Lesson 1 · Foundations
What Kafka is, and why it exists
The single idea underneath everything: an append-only log.
Your win for this lesson: explain in one breath what Kafka is,
and why your SendEmail API publishes an event to Kafka instead of just
calling SendGrid directly.
Start with a problem you already have
When a client calls spike's SendEmail gRPC endpoint, the email
eventually goes out through SendGrid. The naive design is: the API handler
calls SendGrid right there, synchronously, and waits.
That design hurts the moment reality shows up. SendGrid is slow or down → your API is slow or down. A burst of 10,000 emails → 10,000 requests hammering SendGrid at once. The API pod restarts mid-send → those emails are simply lost. The sender and the sender-of-emails are welded together.
Kafka's answer: put a log in the middle
Kafka is a distributed, durable, append-only log that sits between the thing producing events and the thing reacting to them.1 A producer appends an event; a consumer reads it later, at its own pace. Neither has to be online at the same time, and the event is written to disk and replicated, so it survives restarts.
This is the whole trick. Jay Kreps — who co-created Kafka — argues the humble log is the unifying abstraction for real-time data: a series of records you can only append to, ordered by time.2 Everything else in Kafka is built on top of that primitive.
Your code, exactly
This is precisely what spike does.
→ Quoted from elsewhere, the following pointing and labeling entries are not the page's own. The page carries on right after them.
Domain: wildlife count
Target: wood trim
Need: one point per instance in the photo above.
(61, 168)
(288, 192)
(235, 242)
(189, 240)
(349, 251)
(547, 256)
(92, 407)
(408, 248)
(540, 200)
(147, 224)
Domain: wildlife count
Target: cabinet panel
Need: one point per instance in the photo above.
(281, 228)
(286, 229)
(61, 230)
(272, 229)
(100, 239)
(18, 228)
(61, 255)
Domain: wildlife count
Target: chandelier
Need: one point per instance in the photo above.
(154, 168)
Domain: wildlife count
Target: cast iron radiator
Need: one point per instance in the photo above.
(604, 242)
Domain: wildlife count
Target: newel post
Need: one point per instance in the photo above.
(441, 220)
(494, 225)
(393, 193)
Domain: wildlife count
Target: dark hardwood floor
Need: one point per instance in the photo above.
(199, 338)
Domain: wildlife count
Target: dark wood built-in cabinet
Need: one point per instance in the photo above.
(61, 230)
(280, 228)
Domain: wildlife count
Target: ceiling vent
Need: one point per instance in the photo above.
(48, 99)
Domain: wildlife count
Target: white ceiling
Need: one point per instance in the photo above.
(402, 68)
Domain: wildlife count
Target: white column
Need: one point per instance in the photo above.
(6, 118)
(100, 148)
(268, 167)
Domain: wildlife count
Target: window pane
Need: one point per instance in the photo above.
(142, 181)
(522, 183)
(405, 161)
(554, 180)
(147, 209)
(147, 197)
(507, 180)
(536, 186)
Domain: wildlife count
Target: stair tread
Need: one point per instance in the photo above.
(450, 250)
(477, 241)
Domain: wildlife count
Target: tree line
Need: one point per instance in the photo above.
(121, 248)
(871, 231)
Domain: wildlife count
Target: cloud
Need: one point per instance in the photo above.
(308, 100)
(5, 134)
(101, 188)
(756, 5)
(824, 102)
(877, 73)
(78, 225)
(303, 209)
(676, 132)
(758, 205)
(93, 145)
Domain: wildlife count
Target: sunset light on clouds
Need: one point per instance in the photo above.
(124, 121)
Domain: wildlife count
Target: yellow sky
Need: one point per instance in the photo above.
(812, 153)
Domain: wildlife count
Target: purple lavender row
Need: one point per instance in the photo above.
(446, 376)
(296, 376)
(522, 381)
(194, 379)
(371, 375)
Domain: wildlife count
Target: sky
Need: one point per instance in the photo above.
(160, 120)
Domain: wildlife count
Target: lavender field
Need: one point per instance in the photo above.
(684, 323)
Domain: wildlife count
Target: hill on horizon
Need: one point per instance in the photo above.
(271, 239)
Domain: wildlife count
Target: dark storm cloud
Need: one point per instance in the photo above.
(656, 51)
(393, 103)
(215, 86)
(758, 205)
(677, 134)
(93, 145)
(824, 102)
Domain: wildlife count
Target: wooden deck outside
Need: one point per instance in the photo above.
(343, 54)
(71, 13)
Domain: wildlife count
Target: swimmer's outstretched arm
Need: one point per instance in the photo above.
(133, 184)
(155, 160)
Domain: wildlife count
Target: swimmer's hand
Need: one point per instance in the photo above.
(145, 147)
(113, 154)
The gRPC handler doesn't call SendGrid — it publishes an event and returns immediately:
internal/spike/modules/email/controller/grpc/email_modifier_send_email.go:47// SendEmail handler — appends an event to the log, then returns.
topic := TopicByPriority(svc.resolvePriority(ctx, clientID))
err := svc.kafka.TracedPublishContext(ctx, spanName,
topic, // communication.email-sending
[]byte(email.EmailID), // the key (more on this in Lesson 2)
payload) // the SendEmailEvent, as JSON
Somewhere else, whenever it's ready, the spike consumer reads that event and does the slow work of actually talking to SendGrid:
internal/spike/modules/email/application/consumers/send_email_handler.go:46// SendEmailHandler.Handle — reads the event later, sends the email.
event := json.Unmarshal(data) // SendEmailEvent
sendViaSendGrid(event)
updateStatus(PROCESSED)
Because the log is in the middle: the API stays fast (it only appends), a burst becomes a backlog the consumer drains steadily, and a crash loses nothing — the event is still in the log when the consumer comes back. That is why Kafka is there.
communication.email-sending. Producer:
SendEmail gRPC. Consumer: spike's SendEmailHandler. Keep
this flow in your head — we reuse it in every lesson. Full map:
repo-kafka-map.md.
Words you now own
Event (an immutable fact) · Topic (the log) · Producer (appends) · Consumer (reads). Tight definitions live in the glossary — the course uses those exact words from here on.
Apache Kafka 101 — Confluent Developer
The best beginner on-ramp, from the people who built Kafka. Watch the first two short videos (“Events” and “Topics”). Then, for the deeper why, skim Jay Kreps' essay on the log.
→ developer.confluent.io/courses/apache-kafka
→ “The Log” — Jay Kreps
Check yourself (from memory)
Q1. What is a Kafka topic, most precisely?
Q2. Why does SendEmail publish an event rather than call SendGrid directly?
1. Apache Kafka Documentation — Design.
2. Jay Kreps, “The Log: What every software engineer should know…”, LinkedIn Engineering, 2013.